Todos eles tendem a encostar-se a Pedro Nuno Santos, que é o rosto da irreverência e da oposição às restrições impostas por Mário Centeno.
Dada esta divisão no Governo – e no PS -, a tendência é para se irem radicalizando posições.
E esta radicalização também se reflete na política de alianças.
Enquanto Centeno, Santos Silva e Vieira da Silva prefeririam um Governo de geometria variável, podendo negociar com a direita ou com a esquerda, Nuno Santos quer uma aliança estável com as esquerdas.
Voltou a dizê-lo na semana passada, em resposta a Carlos César: «A responsabilidade que nós temos de nos entendermos [com o BE e o PCP] veio para ficar».
No meio de tudo isto, Costa vai fazendo o papel de árbitro, tentando amenizar divergências e obter consensos.
Mas depois das eleições vai ver-se quem tem mais força.
Se o PS conseguir a maioria absoluta, julgo que governará sozinho.
Se não a conseguir, Centeno e companhia lutarão por um Governo minoritário, negociando as medidas caso a caso, enquanto Nuno Santos quererá manter a ‘geringonça’.
Julgo que Costa não dará razão a uns nem a outros.
Se os números permitirem precisar só do PAN para fazer maioria, será a solução mais cómoda – pois os entendimentos resumir-se-ão às áreas do Ambiente (que o PS quer valorizar), dos animais e da legislação ‘arco íris’.
Caso contrário, ou seja, caso o PS precise dos deputados de outro partido para fazer maioria, as coisas complicam-se.
A hipótese B seria fazer um acordo com o PCP – mas se este for na conversa, estará liquidado.
Se o PCP voltar a apoiar um Governo socialista e deixar o BE sozinho na oposição à esquerda, será o seu fim.
Restará ao PS reeditar a ‘geringonça’ (ou fazer um acordo só com o BE, o que irá dar ao mesmo).
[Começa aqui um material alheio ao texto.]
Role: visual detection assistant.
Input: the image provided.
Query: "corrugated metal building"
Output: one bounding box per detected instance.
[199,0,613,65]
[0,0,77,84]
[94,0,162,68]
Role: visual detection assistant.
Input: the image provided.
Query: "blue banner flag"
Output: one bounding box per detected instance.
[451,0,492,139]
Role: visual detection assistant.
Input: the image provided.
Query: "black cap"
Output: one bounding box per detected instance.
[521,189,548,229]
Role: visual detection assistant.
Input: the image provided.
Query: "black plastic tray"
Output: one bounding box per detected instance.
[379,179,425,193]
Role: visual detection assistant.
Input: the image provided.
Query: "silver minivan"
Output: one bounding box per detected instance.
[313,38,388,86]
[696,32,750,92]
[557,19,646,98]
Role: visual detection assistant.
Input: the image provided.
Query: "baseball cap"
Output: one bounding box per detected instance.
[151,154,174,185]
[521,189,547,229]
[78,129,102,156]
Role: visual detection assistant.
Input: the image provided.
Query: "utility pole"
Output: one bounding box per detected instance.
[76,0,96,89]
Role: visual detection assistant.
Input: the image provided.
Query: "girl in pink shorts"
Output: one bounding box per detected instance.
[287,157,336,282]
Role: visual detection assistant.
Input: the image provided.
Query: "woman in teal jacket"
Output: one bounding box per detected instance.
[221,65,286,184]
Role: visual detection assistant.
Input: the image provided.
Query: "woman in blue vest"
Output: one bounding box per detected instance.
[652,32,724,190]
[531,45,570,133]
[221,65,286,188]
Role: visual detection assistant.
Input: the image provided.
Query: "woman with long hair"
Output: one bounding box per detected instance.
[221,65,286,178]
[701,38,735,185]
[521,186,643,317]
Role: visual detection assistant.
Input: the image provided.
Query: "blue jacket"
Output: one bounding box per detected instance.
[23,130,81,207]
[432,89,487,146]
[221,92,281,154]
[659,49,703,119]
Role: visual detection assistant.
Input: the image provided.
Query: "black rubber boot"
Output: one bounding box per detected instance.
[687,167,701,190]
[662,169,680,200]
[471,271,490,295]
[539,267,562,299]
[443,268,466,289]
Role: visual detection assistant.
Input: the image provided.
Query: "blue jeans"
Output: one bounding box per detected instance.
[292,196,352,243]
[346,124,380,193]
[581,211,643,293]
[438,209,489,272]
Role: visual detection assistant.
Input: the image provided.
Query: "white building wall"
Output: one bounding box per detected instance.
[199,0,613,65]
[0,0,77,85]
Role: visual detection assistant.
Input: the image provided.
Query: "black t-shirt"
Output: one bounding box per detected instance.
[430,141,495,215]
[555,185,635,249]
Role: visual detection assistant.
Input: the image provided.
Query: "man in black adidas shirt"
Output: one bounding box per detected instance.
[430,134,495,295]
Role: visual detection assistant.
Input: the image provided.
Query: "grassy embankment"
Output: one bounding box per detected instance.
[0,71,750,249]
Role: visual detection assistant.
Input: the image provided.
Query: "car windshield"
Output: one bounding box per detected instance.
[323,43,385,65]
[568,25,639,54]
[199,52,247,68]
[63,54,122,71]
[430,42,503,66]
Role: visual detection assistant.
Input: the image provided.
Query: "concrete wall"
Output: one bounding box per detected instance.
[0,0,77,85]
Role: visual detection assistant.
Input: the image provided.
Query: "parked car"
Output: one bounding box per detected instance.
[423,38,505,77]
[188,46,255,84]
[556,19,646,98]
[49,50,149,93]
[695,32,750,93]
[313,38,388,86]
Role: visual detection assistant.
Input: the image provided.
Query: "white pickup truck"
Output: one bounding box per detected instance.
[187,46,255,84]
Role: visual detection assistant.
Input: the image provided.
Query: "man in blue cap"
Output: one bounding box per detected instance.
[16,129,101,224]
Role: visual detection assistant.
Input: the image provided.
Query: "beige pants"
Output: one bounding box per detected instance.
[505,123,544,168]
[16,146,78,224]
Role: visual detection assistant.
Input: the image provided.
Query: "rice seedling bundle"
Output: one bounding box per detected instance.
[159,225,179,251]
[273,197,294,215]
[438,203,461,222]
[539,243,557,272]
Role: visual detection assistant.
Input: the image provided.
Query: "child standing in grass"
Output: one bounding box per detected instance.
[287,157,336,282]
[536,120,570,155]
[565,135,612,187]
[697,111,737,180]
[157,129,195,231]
Mas, neste caso, a ala moderada reagirá – e as tensões no interior do PS serão enormes.
Já não falta muito para sabermos o que vai acontecer.
Menos de seis meses.
Até lá, iremos assistir a uma guerra surda (e às vezes ruidosa) que terá Carlos César e Pedro Nuno Santos como protagonistas principais, já que Mário Centeno, como tem acontecido, ficará na sombra.